But when Choi moved to San Francisco to study composition in 2007, her classmates at the conservatory said that they'd love to do session work. Choi envisioned a simple collective, a group of session musicians for a particular studio to call when a client needed them. She emailed John Vanderslice, who in addition to being a recording artist, runs and owns the famous Tiny Telephone studios in the Mission.

"She said, 'I want to be Tiny Telephone's house orchestra.' That was her first email to me, and it was oozing with the coolest kind of ambition," Vanderslice remembers. "It was clear that she was very focused, and that it was going to happen, somewhere."
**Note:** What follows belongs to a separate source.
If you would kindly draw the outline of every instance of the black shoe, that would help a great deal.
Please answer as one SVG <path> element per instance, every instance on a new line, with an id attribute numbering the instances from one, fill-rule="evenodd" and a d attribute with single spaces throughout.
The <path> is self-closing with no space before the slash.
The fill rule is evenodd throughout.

It happened at Vanderslice's place, or at least that was the plan. Choi's idea of a recording orchestra expanded when her group was offered its first live gig in 2008: the West Coast premiere of Popcorn Superhet Receiver, the first major orchestral work by Radiohead guitarist Jonny Greenwood. A flurry of live shows followed in Magik*Magik's first year, and it wasn't until the second that the group found its way back into the studio. In its third, the group broadened even more, to work on ballet productions and film scores.

But Magik*Magik is still quintessentially an indie rock orchestra. If an S.F. group like the Dodos wants some strings to back up a new song, or if Death Cab wants to take a big new live show on tour, Magik*Magik is the outfit they call. Partly that's because of the orchestra's affordability: A single musician costs $60-$80 per hour for recording, and $125-$175 per show. That isn't cheap, but it's not exorbitant, either, especially when you know you're getting someone who can do the music with minimal fuss. But Magik*Magik's success also comes from the fact that Choi and her musicians, classically trained though they are, have an enthusiast's respect for the skills and power of pop songwriting.

Along with studying piano and singing in a capella groups, Choi was once a singer and songwriter in a maximalist rock band in New York, a group she describes as being a cross between Fleetwood Mac (because of its three songwriters) and Arcade Fire (because of its elaborate instrumentation). "I know how hard it is to write songs," she says. "I've tried, and I actually gave up."